Hacker News new | ask | show | jobs
by alister 531 days ago
> short stories generated by GPT-3.5 and GPT-4 to train LMs that are smaller

The loop of development is fascinating:

Millions of humans write literature, Wikipedia, etc.

Large language models are trained on that body of work.

Now large language models generate training data for small language models.

What's the next iteration? A talking Buzz Lightyear toy with one of those small language models that'll teach (human) infants to talk?

3 comments

This is actually a common pattern called "model distilling".[0]
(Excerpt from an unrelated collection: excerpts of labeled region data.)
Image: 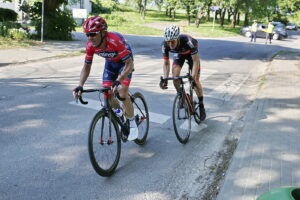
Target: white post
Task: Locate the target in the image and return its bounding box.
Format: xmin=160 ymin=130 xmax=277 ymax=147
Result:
xmin=41 ymin=0 xmax=44 ymax=42
xmin=211 ymin=11 xmax=216 ymax=32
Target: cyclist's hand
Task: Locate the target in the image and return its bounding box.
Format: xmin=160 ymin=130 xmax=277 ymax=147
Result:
xmin=111 ymin=81 xmax=121 ymax=93
xmin=73 ymin=86 xmax=83 ymax=99
xmin=159 ymin=77 xmax=168 ymax=90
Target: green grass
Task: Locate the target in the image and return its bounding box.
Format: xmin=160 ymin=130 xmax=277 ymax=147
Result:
xmin=0 ymin=37 xmax=42 ymax=49
xmin=0 ymin=9 xmax=240 ymax=49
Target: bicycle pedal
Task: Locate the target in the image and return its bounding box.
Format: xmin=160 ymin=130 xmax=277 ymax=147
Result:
xmin=121 ymin=135 xmax=128 ymax=142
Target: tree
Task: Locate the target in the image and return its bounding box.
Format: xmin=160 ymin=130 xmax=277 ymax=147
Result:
xmin=20 ymin=0 xmax=76 ymax=40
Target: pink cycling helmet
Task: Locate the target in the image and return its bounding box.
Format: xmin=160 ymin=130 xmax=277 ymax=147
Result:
xmin=82 ymin=16 xmax=107 ymax=33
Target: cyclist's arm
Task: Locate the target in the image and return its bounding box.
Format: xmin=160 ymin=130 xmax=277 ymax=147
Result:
xmin=192 ymin=53 xmax=200 ymax=81
xmin=163 ymin=59 xmax=170 ymax=78
xmin=117 ymin=58 xmax=133 ymax=82
xmin=79 ymin=63 xmax=92 ymax=87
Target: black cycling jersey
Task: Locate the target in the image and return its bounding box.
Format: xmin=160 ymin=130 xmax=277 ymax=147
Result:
xmin=162 ymin=34 xmax=198 ymax=59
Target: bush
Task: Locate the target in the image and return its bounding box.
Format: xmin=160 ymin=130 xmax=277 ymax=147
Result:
xmin=8 ymin=29 xmax=28 ymax=40
xmin=91 ymin=0 xmax=117 ymax=14
xmin=0 ymin=8 xmax=18 ymax=22
xmin=19 ymin=2 xmax=76 ymax=40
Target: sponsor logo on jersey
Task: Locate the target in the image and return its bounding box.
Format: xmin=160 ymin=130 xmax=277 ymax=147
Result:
xmin=97 ymin=51 xmax=118 ymax=58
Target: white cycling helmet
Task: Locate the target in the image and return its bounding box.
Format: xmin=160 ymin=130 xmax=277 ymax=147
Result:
xmin=164 ymin=25 xmax=180 ymax=41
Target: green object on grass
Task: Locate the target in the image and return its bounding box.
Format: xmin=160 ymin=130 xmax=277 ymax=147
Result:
xmin=256 ymin=187 xmax=300 ymax=200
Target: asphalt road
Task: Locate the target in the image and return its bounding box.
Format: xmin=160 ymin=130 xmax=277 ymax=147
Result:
xmin=0 ymin=32 xmax=300 ymax=200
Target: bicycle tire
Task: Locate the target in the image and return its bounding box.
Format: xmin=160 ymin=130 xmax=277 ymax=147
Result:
xmin=88 ymin=110 xmax=121 ymax=177
xmin=172 ymin=94 xmax=192 ymax=144
xmin=132 ymin=92 xmax=150 ymax=145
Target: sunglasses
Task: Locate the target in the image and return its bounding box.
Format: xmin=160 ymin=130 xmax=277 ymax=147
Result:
xmin=85 ymin=32 xmax=99 ymax=37
xmin=166 ymin=40 xmax=176 ymax=44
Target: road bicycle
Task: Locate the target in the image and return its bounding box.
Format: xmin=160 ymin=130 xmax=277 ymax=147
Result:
xmin=79 ymin=87 xmax=149 ymax=176
xmin=161 ymin=69 xmax=201 ymax=144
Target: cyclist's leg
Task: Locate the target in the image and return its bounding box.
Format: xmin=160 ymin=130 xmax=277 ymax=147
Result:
xmin=172 ymin=54 xmax=185 ymax=93
xmin=187 ymin=56 xmax=203 ymax=97
xmin=102 ymin=60 xmax=120 ymax=109
xmin=119 ymin=63 xmax=139 ymax=140
xmin=188 ymin=56 xmax=206 ymax=121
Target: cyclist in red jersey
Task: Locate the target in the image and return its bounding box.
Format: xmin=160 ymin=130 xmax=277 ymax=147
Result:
xmin=73 ymin=16 xmax=138 ymax=140
xmin=159 ymin=25 xmax=206 ymax=121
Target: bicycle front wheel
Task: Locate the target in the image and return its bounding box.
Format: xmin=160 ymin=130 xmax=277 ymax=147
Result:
xmin=132 ymin=92 xmax=149 ymax=145
xmin=88 ymin=111 xmax=121 ymax=176
xmin=173 ymin=94 xmax=191 ymax=144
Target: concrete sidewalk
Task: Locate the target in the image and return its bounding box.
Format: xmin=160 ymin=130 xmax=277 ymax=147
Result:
xmin=217 ymin=54 xmax=300 ymax=200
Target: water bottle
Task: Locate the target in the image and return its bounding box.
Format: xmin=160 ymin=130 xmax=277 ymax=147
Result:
xmin=115 ymin=108 xmax=125 ymax=123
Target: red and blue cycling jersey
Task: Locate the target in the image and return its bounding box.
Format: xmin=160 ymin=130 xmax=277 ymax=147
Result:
xmin=85 ymin=32 xmax=132 ymax=64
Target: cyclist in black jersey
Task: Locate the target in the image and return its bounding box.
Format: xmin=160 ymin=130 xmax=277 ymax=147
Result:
xmin=159 ymin=25 xmax=206 ymax=121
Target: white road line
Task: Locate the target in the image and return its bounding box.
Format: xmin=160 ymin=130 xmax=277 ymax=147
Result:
xmin=200 ymin=69 xmax=217 ymax=81
xmin=180 ymin=120 xmax=207 ymax=132
xmin=207 ymin=74 xmax=248 ymax=101
xmin=69 ymin=98 xmax=171 ymax=124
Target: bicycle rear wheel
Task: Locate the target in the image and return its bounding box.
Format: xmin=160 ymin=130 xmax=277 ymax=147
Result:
xmin=88 ymin=111 xmax=121 ymax=176
xmin=132 ymin=92 xmax=149 ymax=145
xmin=172 ymin=94 xmax=191 ymax=144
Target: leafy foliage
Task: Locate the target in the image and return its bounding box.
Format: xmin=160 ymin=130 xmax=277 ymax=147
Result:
xmin=0 ymin=8 xmax=18 ymax=22
xmin=23 ymin=0 xmax=76 ymax=40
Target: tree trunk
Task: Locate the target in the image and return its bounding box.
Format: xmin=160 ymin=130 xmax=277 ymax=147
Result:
xmin=186 ymin=5 xmax=191 ymax=25
xmin=220 ymin=8 xmax=226 ymax=27
xmin=231 ymin=9 xmax=238 ymax=28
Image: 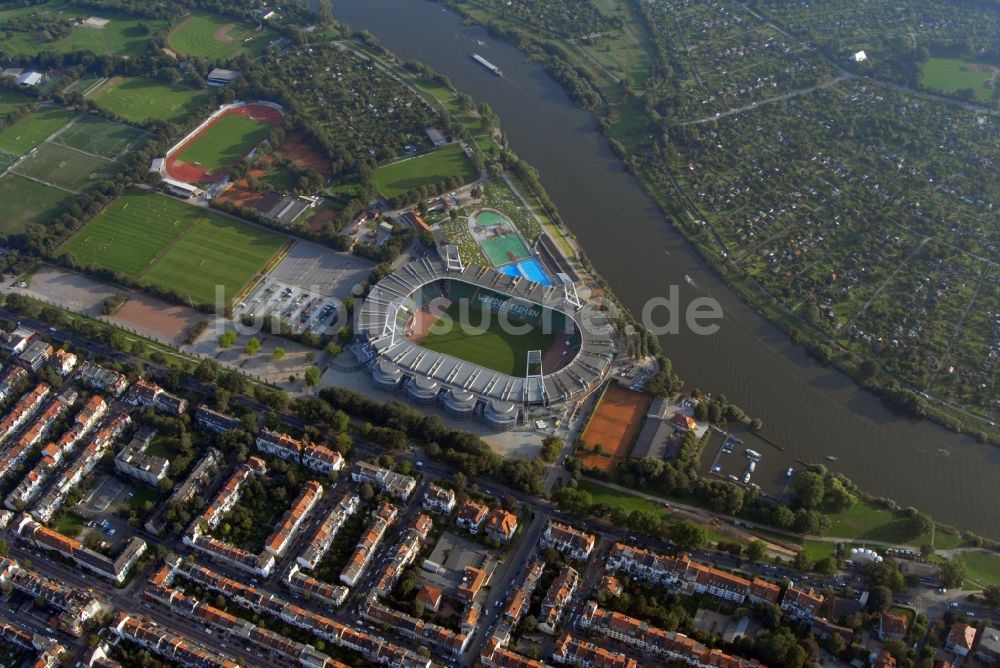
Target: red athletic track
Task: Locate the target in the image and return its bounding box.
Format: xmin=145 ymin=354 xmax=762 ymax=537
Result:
xmin=167 ymin=104 xmax=284 ymax=183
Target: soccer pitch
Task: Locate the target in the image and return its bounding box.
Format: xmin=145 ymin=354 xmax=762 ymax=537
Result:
xmin=59 ymin=192 xmax=286 ymax=305
xmin=52 ymin=116 xmax=146 ymax=160
xmin=417 ymin=302 xmax=556 ymax=378
xmin=94 ymin=78 xmax=209 ymax=123
xmin=177 ymin=114 xmax=273 ymax=172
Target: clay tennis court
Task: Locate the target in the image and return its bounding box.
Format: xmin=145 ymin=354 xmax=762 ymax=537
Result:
xmin=166 ymin=104 xmax=284 ymax=183
xmin=580 ymin=383 xmax=652 ymax=471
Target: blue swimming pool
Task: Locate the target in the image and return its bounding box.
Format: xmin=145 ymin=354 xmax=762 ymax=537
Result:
xmin=500 ymin=258 xmax=554 ymax=285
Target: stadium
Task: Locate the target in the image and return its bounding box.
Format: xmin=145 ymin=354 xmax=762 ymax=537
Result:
xmin=357 ymin=253 xmax=614 ymax=429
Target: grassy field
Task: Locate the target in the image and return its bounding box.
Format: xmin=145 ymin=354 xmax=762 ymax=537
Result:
xmin=0 ymin=174 xmax=73 ymax=235
xmin=13 ymin=142 xmax=117 ymax=192
xmin=0 ymin=107 xmax=74 ymax=155
xmin=177 ymin=114 xmax=272 ymax=172
xmin=0 ymin=0 xmax=167 ymax=56
xmin=94 ymin=77 xmax=209 ymax=123
xmin=53 ymin=116 xmax=146 ymax=160
xmin=420 ymin=302 xmax=555 ymax=377
xmin=921 ymin=58 xmax=997 ymax=102
xmin=375 ymin=144 xmax=477 ymax=197
xmin=958 ymin=551 xmax=1000 ymax=587
xmin=578 ymin=482 xmax=733 ymax=542
xmin=59 ymin=193 xmax=284 ymax=305
xmin=0 ymin=90 xmax=34 ymax=117
xmin=167 ymin=14 xmax=275 ymax=60
xmin=55 ymin=512 xmax=84 ymax=538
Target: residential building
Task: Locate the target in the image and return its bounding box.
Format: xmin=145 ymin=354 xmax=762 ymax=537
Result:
xmin=351 ymin=462 xmax=417 ymax=501
xmin=552 ymin=633 xmax=639 ymax=668
xmin=974 ymin=626 xmax=1000 ymax=664
xmin=486 ymin=508 xmax=517 ymax=543
xmin=944 ymin=622 xmax=976 ymax=656
xmin=541 ymin=520 xmax=597 ymax=559
xmin=17 ymin=339 xmax=52 ymax=372
xmin=417 ymin=584 xmax=444 ymax=612
xmin=194 ymin=406 xmax=243 ymax=434
xmin=80 ymin=362 xmax=128 ymax=397
xmin=423 ymin=483 xmax=455 ymax=515
xmin=878 ymin=610 xmax=907 ymax=642
xmin=340 ymin=503 xmax=399 ymax=587
xmin=264 ymin=480 xmax=323 ymax=557
xmin=455 ymin=499 xmax=489 ymax=534
xmin=295 ymin=491 xmax=361 ymax=569
xmin=781 ymin=587 xmax=823 ymax=620
xmin=538 ymin=566 xmax=580 ymax=634
xmin=115 ymin=427 xmax=170 ymax=487
xmin=52 ymin=348 xmax=77 ymax=378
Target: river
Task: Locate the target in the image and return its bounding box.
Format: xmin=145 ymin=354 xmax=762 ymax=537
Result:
xmin=333 ymin=0 xmax=1000 ymax=538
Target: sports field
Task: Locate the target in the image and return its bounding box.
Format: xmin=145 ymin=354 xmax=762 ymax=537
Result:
xmin=417 ymin=302 xmax=556 ymax=378
xmin=0 ymin=174 xmax=74 ymax=235
xmin=0 ymin=0 xmax=167 ymax=56
xmin=52 ymin=116 xmax=146 ymax=160
xmin=59 ymin=192 xmax=285 ymax=305
xmin=13 ymin=142 xmax=118 ymax=192
xmin=375 ymin=144 xmax=478 ymax=197
xmin=921 ymin=58 xmax=1000 ymax=102
xmin=0 ymin=107 xmax=74 ymax=155
xmin=167 ymin=14 xmax=276 ymax=60
xmin=578 ymin=383 xmax=652 ymax=471
xmin=176 ymin=114 xmax=272 ymax=172
xmin=94 ymin=77 xmax=209 ymax=123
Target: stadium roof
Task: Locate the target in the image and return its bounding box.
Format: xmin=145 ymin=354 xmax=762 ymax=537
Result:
xmin=358 ymin=258 xmax=614 ymax=405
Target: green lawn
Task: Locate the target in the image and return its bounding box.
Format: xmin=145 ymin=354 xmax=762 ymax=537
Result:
xmin=167 ymin=14 xmax=276 ymax=60
xmin=958 ymin=551 xmax=1000 ymax=587
xmin=55 ymin=511 xmax=84 ymax=538
xmin=577 ymin=482 xmax=733 ymax=543
xmin=375 ymin=144 xmax=478 ymax=197
xmin=824 ymin=501 xmax=930 ymax=545
xmin=0 ymin=174 xmax=74 ymax=235
xmin=177 ymin=114 xmax=272 ymax=172
xmin=0 ymin=90 xmax=34 ymax=117
xmin=922 ymin=58 xmax=996 ymax=102
xmin=59 ymin=192 xmax=285 ymax=305
xmin=0 ymin=0 xmax=167 ymax=56
xmin=0 ymin=107 xmax=74 ymax=155
xmin=420 ymin=302 xmax=555 ymax=378
xmin=94 ymin=77 xmax=209 ymax=123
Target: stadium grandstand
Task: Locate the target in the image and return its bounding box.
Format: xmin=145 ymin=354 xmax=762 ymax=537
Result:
xmin=357 ymin=258 xmax=615 ymax=428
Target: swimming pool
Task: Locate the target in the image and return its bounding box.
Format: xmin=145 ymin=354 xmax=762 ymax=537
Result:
xmin=500 ymin=258 xmax=555 ymax=285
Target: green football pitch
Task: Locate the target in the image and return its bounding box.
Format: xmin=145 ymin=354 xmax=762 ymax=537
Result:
xmin=59 ymin=192 xmax=286 ymax=305
xmin=94 ymin=78 xmax=209 ymax=123
xmin=418 ymin=302 xmax=556 ymax=378
xmin=177 ymin=114 xmax=272 ymax=172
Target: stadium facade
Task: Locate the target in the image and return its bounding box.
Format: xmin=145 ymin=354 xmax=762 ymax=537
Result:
xmin=356 ymin=258 xmax=615 ymax=429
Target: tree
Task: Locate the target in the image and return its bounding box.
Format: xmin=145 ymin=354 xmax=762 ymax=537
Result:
xmin=746 ymin=538 xmax=767 ymax=561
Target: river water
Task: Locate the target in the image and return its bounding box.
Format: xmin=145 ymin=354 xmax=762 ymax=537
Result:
xmin=333 ymin=0 xmax=1000 ymax=538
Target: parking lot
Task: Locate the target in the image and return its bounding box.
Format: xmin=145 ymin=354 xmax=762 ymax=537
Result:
xmin=233 ymin=276 xmax=346 ymax=334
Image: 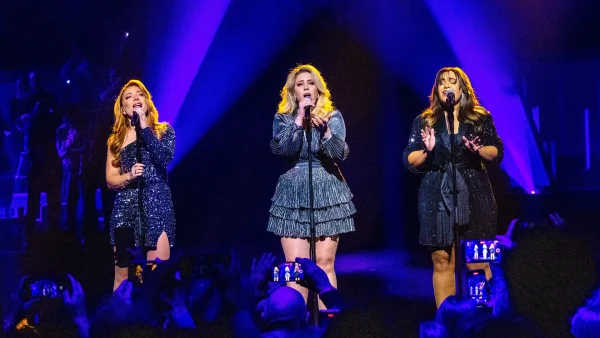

[0] https://platform.openai.com/docs/guides/distillation

I thought that, too. It wasn’t really true, though.

Some papers pointed out that the models start failing after being trained with too much synthetic data. They also need tons of random, Internet data in the first place. Humans don’t have those failure modes. The AI’s also got smarter the more data we produced.

So, there’s some critical differences between what we’re doing and what they’re doing that keep it from being a neat flow like that. What many humans do in training other humans fits that, though.

> A talking Buzz Lightyear toy with one of those small language models that'll teach (human) infants to talk?

Great idea. I was thinking more like a plushie toy with sensors, it would react to touch, sight and speech. I would run the models locally from a computer, keep the toy just lightweight I/O.